Before Merea could ask what he meant, Tyrant pressed straight on.

"The word doesn't matter. The point is — when that kind of mighty being comes into opposition with you, and, say, lays a hand on someone of yours — you'd rather have the strength to defend yourself, no?"

"W-well — that's true, sure…"

That, surely, was the meaning of this training.

Training to make him into a hero who could defend someone.

"Then keep at it. It's all right — your grain is good. Even thrown into an environment like this, you bite back. — Once you've died once, the resolve is different — the resolve to live, anyway."

Tyrant, fast-talking, pivoted topics on him.

Merea, registering the deliberate pivot, but also finding the fireballs circling him spiking up in flight-speed as if to tell him no idle talk, let himself be carried along.

"I don't recall being given any time to set my resolve, mind…!"

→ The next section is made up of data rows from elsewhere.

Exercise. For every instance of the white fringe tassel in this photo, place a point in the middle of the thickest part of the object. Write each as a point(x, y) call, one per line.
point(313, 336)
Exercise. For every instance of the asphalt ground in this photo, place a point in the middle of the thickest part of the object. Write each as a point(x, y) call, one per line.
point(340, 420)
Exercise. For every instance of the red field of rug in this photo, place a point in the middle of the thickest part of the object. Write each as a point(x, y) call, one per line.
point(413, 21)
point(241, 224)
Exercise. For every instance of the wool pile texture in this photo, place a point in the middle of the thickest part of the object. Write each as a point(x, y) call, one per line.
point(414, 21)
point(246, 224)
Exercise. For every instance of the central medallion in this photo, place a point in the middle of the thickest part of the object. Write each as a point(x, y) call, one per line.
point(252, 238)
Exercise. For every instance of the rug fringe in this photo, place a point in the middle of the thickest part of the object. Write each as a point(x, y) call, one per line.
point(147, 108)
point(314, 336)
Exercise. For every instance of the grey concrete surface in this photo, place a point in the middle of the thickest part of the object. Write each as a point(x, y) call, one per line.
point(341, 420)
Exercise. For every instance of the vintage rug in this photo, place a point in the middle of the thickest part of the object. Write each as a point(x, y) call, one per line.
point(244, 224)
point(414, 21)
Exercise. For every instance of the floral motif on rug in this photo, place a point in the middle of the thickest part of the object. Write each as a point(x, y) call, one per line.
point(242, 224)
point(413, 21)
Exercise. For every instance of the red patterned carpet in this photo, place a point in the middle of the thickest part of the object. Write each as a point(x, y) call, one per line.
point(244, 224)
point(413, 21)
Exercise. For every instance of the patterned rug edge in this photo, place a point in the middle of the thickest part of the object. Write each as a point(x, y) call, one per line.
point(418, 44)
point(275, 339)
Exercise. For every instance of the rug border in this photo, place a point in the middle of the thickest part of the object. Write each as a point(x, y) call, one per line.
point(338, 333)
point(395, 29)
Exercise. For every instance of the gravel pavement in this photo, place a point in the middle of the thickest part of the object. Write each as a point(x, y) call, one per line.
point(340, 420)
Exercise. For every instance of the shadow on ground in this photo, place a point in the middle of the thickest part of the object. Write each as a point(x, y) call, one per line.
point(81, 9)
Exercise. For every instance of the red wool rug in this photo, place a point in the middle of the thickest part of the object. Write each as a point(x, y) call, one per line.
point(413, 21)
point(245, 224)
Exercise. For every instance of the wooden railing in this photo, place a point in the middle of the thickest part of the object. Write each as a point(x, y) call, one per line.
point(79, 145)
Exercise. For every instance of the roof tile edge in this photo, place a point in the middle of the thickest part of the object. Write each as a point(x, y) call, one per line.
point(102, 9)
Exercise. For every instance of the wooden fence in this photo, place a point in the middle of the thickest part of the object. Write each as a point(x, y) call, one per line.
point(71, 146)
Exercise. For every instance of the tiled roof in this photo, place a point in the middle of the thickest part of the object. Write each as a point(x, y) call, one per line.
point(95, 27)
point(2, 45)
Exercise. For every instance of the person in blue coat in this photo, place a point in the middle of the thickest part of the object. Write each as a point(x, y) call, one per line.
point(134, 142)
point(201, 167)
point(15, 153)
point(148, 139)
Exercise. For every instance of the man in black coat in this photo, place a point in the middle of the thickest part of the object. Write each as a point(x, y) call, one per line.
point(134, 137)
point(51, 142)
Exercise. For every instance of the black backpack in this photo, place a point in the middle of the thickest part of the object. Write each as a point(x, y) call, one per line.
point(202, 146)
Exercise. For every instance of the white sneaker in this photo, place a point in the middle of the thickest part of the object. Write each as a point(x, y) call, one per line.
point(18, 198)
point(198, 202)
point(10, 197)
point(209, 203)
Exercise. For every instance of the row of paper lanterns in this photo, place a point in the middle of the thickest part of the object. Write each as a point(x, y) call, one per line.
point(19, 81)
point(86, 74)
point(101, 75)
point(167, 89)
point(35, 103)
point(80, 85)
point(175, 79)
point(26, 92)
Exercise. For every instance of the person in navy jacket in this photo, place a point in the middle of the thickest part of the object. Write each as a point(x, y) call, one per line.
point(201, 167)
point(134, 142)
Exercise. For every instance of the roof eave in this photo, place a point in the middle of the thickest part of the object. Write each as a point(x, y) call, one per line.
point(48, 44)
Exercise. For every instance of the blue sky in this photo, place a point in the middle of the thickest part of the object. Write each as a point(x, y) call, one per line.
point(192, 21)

Merea carried no regret toward his prior life. That had been all-out as it stood.

The years had not been many, but the feeling of I did what I could held.

But the half-life-up-to-death lived in a body that would not move freely had been carved into his head as a deep sorrow.

So — to be born, like this, into a body that moved — he was grateful from the bottom of his chest.

If he died next time and transmigration of some sort happened again, there was no guarantee the destination would be a moving body.

— I being I may, possibly, only hold to this time.

Carrying knowledge and memory across, crossing worlds like this, may be, this once only — that thought too.

Thinking of that, Merea could be all-out about living the now.

A desperate edge that came, perhaps, of having experienced transmigration.

"Right — two more hours, then."

"T-two hours?!"

"It's all right, it's all right — you've adjusted to the altitude. I'll be over with Flander playing shatranj — until then, keep dodging fireballs. Seeya."

So saying, the broad-bodied Heroic Spirit 〈Tyrant〉 turned on his heel, waving a hand.

Where Tyrant was headed, on his usual smile, was Flander, watching Merea's flight-from-fire with visible enjoyment.

*— Just watching.

Not, in any sense, trying to stop it.

— Flander, on that smile, has a fairly sadistic streak too, frankly…

Merea, watching the picture with distaste,

"Whoa! Close! Hair's about to scorch!"

— spent the remaining two hours dodging fireballs.